NCBA Wants U.S. Gov't to Submit Info for Updated OIE Review of BSE Status

May 28, 2009 07:00 PM
 

via a special arrangement with Informa Economics, Inc.

Goal is to go from 'controlled risk' to 'negligible risk'


NOTE: This column is copyrighted material, therefore reproduction or retransmission is prohibited under U.S. copyright laws.


The National Cattlemen's Beef Association (NCBA) is encouraging the U,S. government to submit "appropriate information” to the World Organization for Animal Health (OIE) to conduct a review of its current BSE risk status for the United States.

NCBA said the U.S. has demonstrated it should be classified as a "negligible risk” country versus the current status of "controlled risk.”

Background: Under OIE regulations, there are three BSE risk categories -- negligible, controlled and undetermined risk.
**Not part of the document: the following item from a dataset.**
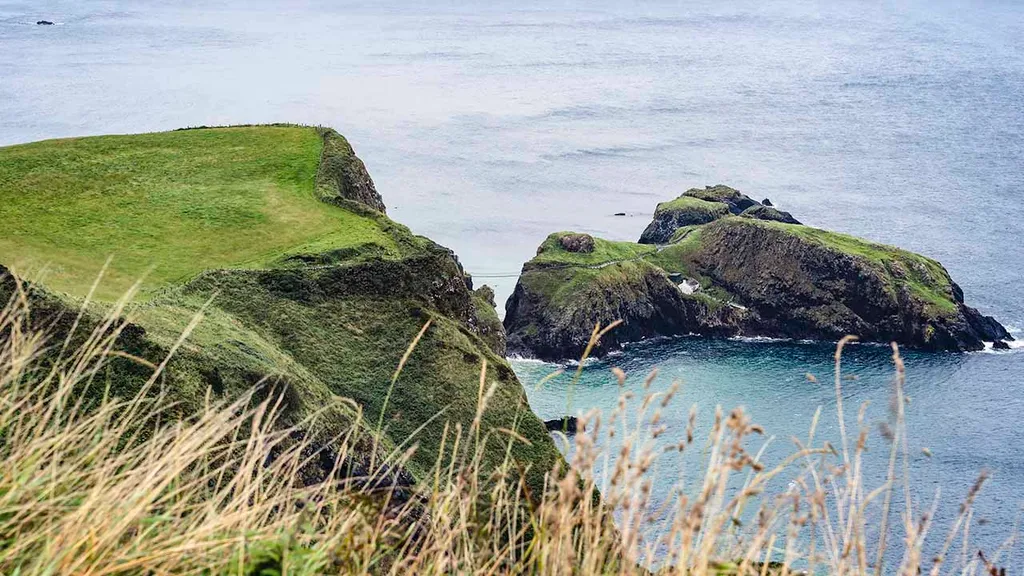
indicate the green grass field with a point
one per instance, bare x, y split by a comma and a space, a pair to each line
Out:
166, 206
Controlled risk status is granted to countries where adequate measures are taken, including the removal of certain risk materials such as brains, eyes and spinal cords, even though some cases of BSE are still found. More than 30 countries, including the U.S., Britain and France, are in the controlled risk category while 10 countries are classified as negligible risk.

Earlier this week the OIE voted to grant BSE "controlled risk" status to Japan. NCBA said it hopes this will have "a positive effect on our ongoing efforts to increase market access for U.S. beef in Japan.”

NCBA said Japan's restriction on beef products from cattle over 21 months is limiting the U.S. to about 25 percent of the potential market there,"which translates to more than $1 billion in untapped beef export revenues each year.”


Comments: The NCBA push is both warranted and overdue based on events (or in this case, the lack of them) to date. Also, take note of NCBA's assessment of the potential beef trade revenue the U.S. beef industry continues to lose as a result of the multi-year inability to come to grips with this issue: more than $1 billion in untapped beef export revenues each year. In a town that has gone from billions to trillions that may not sound like much, but just ask U.S. ranchers and U.S. beef exporters if that isn't real money.